In California, Valent U.S.A., a subsidiary of Sumitomo, launched its Sustainable Solutions Business Unit, a new division within the company that is completely dedicated to supporting the industry in the adoption and integration of sustainable production practices for crop protection, productivity and yield enhancement products and technologies. They will work with established customers and key stakeholders within the industry to provide education and technical support to accelerate the adoption of integrated crop management solutions that include both traditional and biorational systems.
This new business unit is among the latest commitments to sustainability made by Valent and its parent company Sumitomo Chemical, following a global endorsement of the United Nations Sustainable Development Goals made by both companies.
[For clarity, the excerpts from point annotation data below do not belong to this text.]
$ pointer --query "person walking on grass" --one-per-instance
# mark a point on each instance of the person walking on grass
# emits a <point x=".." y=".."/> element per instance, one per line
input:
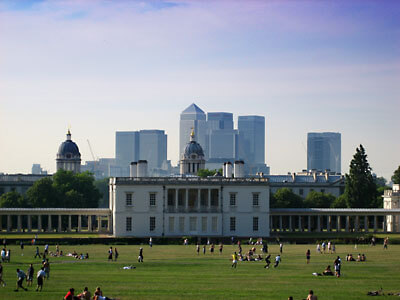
<point x="1" y="276"/>
<point x="234" y="260"/>
<point x="21" y="276"/>
<point x="30" y="273"/>
<point x="40" y="278"/>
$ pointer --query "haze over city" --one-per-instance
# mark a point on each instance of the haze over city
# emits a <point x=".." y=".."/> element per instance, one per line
<point x="102" y="66"/>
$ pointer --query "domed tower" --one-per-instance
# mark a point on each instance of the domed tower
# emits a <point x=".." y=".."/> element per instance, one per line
<point x="192" y="158"/>
<point x="68" y="156"/>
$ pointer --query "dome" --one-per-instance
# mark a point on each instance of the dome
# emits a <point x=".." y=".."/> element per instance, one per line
<point x="68" y="149"/>
<point x="193" y="148"/>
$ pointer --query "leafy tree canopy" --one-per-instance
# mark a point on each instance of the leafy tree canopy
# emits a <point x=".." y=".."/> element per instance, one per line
<point x="319" y="200"/>
<point x="285" y="198"/>
<point x="360" y="185"/>
<point x="396" y="176"/>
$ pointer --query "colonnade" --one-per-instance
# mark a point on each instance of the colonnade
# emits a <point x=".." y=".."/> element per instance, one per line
<point x="55" y="220"/>
<point x="334" y="220"/>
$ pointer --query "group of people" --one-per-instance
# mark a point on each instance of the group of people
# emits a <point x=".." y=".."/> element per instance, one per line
<point x="86" y="295"/>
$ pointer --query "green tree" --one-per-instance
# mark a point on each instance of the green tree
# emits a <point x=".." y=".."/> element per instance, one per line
<point x="12" y="200"/>
<point x="285" y="198"/>
<point x="360" y="185"/>
<point x="319" y="200"/>
<point x="396" y="176"/>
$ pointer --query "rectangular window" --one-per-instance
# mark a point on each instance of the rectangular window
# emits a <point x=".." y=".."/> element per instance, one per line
<point x="233" y="224"/>
<point x="232" y="199"/>
<point x="255" y="199"/>
<point x="193" y="223"/>
<point x="214" y="224"/>
<point x="171" y="224"/>
<point x="204" y="224"/>
<point x="152" y="223"/>
<point x="181" y="224"/>
<point x="128" y="199"/>
<point x="128" y="223"/>
<point x="255" y="223"/>
<point x="152" y="199"/>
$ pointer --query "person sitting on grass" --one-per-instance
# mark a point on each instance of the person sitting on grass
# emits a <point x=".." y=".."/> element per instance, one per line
<point x="328" y="271"/>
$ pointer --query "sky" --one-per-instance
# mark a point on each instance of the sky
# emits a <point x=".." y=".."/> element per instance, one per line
<point x="105" y="66"/>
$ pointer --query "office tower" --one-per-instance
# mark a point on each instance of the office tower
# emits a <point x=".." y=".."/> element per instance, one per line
<point x="126" y="148"/>
<point x="153" y="147"/>
<point x="324" y="151"/>
<point x="251" y="146"/>
<point x="192" y="118"/>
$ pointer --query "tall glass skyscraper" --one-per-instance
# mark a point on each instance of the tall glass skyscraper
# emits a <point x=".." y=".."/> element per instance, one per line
<point x="251" y="147"/>
<point x="324" y="151"/>
<point x="192" y="118"/>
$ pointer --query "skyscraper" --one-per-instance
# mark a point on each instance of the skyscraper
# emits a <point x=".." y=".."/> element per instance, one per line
<point x="192" y="118"/>
<point x="324" y="151"/>
<point x="251" y="145"/>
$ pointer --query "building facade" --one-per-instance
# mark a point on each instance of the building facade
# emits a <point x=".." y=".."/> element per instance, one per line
<point x="68" y="156"/>
<point x="175" y="207"/>
<point x="324" y="151"/>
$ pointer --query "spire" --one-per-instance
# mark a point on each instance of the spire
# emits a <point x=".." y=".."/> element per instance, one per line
<point x="192" y="135"/>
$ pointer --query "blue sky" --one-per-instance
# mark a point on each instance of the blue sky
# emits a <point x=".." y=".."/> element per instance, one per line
<point x="103" y="66"/>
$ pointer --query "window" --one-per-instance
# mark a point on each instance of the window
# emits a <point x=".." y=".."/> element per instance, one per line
<point x="171" y="224"/>
<point x="152" y="223"/>
<point x="128" y="198"/>
<point x="152" y="199"/>
<point x="255" y="199"/>
<point x="181" y="224"/>
<point x="214" y="224"/>
<point x="233" y="224"/>
<point x="255" y="224"/>
<point x="193" y="224"/>
<point x="204" y="224"/>
<point x="128" y="223"/>
<point x="232" y="201"/>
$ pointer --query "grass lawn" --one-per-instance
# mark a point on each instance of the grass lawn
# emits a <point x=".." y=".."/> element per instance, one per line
<point x="176" y="272"/>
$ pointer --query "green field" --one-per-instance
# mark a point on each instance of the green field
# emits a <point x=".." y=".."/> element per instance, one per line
<point x="176" y="272"/>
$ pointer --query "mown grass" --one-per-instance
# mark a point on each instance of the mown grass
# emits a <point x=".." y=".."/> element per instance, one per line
<point x="177" y="272"/>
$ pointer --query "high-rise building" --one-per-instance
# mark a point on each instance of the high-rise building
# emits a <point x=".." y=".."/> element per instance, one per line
<point x="150" y="145"/>
<point x="192" y="118"/>
<point x="324" y="151"/>
<point x="251" y="145"/>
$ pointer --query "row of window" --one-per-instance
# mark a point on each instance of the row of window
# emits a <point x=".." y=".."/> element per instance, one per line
<point x="192" y="224"/>
<point x="232" y="224"/>
<point x="152" y="199"/>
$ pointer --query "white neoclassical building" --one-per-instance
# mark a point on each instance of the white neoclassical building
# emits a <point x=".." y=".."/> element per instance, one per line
<point x="189" y="206"/>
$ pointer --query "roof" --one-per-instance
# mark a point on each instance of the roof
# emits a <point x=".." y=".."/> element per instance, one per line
<point x="193" y="109"/>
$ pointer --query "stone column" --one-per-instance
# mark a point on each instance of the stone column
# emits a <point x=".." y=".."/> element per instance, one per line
<point x="69" y="223"/>
<point x="357" y="225"/>
<point x="90" y="223"/>
<point x="98" y="223"/>
<point x="318" y="223"/>
<point x="59" y="223"/>
<point x="79" y="223"/>
<point x="19" y="223"/>
<point x="338" y="224"/>
<point x="39" y="223"/>
<point x="300" y="225"/>
<point x="29" y="223"/>
<point x="9" y="223"/>
<point x="49" y="225"/>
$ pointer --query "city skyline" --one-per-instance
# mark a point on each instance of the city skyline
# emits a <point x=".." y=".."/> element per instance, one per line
<point x="103" y="67"/>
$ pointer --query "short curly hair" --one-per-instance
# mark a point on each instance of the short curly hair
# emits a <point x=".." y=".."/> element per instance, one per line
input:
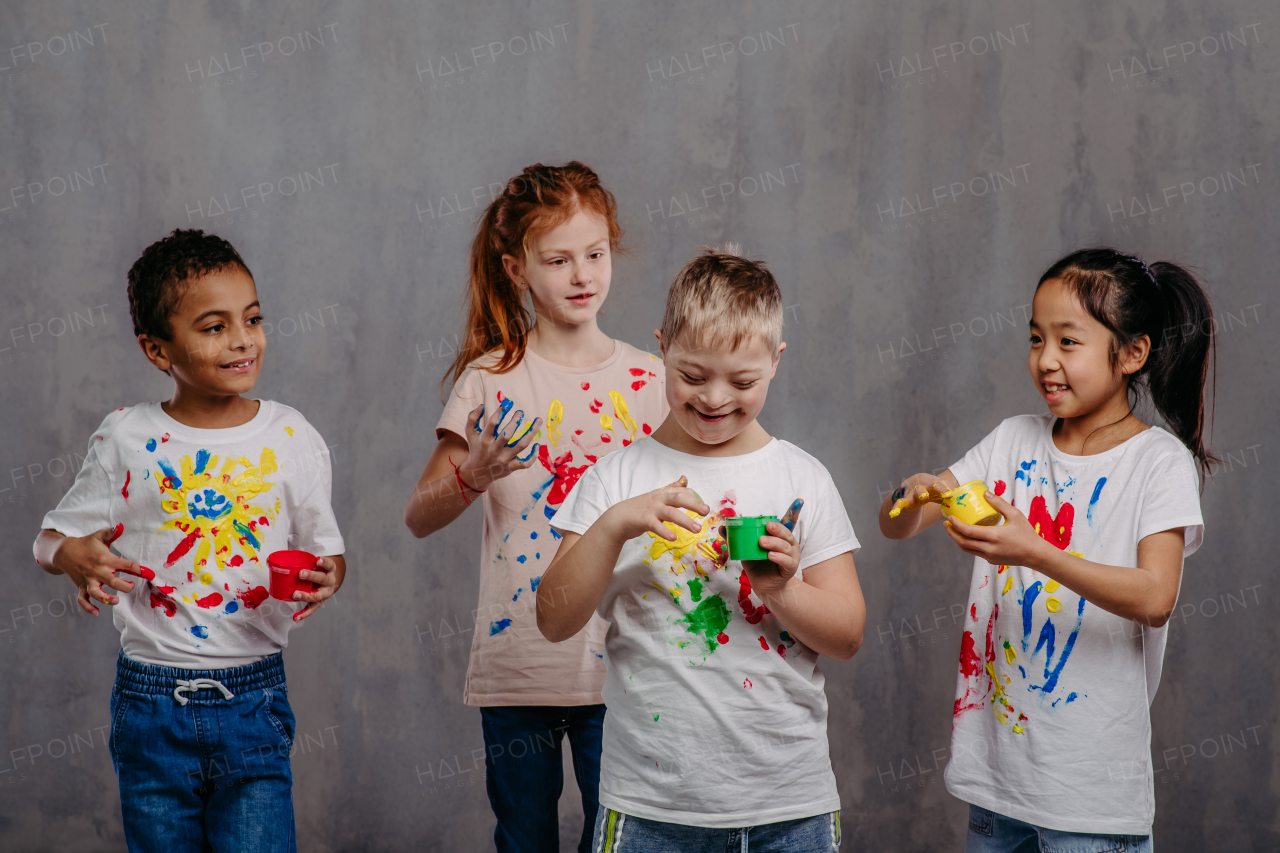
<point x="160" y="277"/>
“Valent and Sumitomo are unique in our industry, because we have a long history of significant and balanced investments in marketing and research for both traditional and biorational crop solutions,” said Matt Plitt, Valent Executive Vice President and COO. “A commitment to sustainability is at the core of our business, and the formation of a dedicated business unit underscores our intention to play a leadership role in supporting the evolution of sustainable production practices in the agriculture industry.”
The Exciting Note
This is just one week. That’s an awesome pace of global innovation — fast is getting faster.
The Cautionary Note
The New York Times inadvertently sounded the alarm in this story about the attempt to rescue global chocolate supplies from cacao fungus. They spotlighted the laudable efforts of the Cacao Genetic Improvement Program at C.A.T.I.E, which has launched a fungal rot-resistant hybrid across Latin America. That’s the good news. The cautionary note is in a comment by program leader Wilbert Phillips-Mora.
“Our goal is not just to produce cacao,” Dr. Phillips-Mora told the Times. “It’s also to give the basic living conditions to the farmers. Most cacao farmers are very poor, because the system is based on material that doesn’t have good yielding capacity.”
Why are farmers poor?
The blame generally goes to poor yields, and ultimately that leads to discussion of farmer practices, and generally to something about certain regions not keeping up with technology.
Which is very, very good for companies that sell technology, seeds with better yields, or sell advisory services on farmer practices. But it’s not the underlying reason.
Here’s the reason.
Back in 1917, 100 years ago, a standard box of Kellogg’s corn flakes (typically, these were around 8 oz at the time) cost 8 cents and corn was priced at $1.39 per bushel. So, the grower received, more or less, 15 percent of the value of the product.
In 2014, an 18 oz box of Kellogg’s Corn Flakes cost around $4.00 and corn was priced at $3.70 per bushel. So, the grower received, more or less, 2 percent of the value of the product.
Despite all the productivity gains in industrial processing. Despite the vastly improved distribution logistics. Despite 100 years of cost improvement in all the things that aren’t about growing.
That’s why farmers are poor. It’s about the divvying up of the value; growers are disorganized and buyers are organized. It’s the same reason the the people who find your high-priced diamonds live in utter poverty. Will it ever change?
How will growers afford all these technological miracles? With the rise of the developing world, there might be a revolution in the Value Chain to parallel the revolution in the lab and field — and it certainly should be in anyone’s top 3 of factors that might completely disrupt your economic world.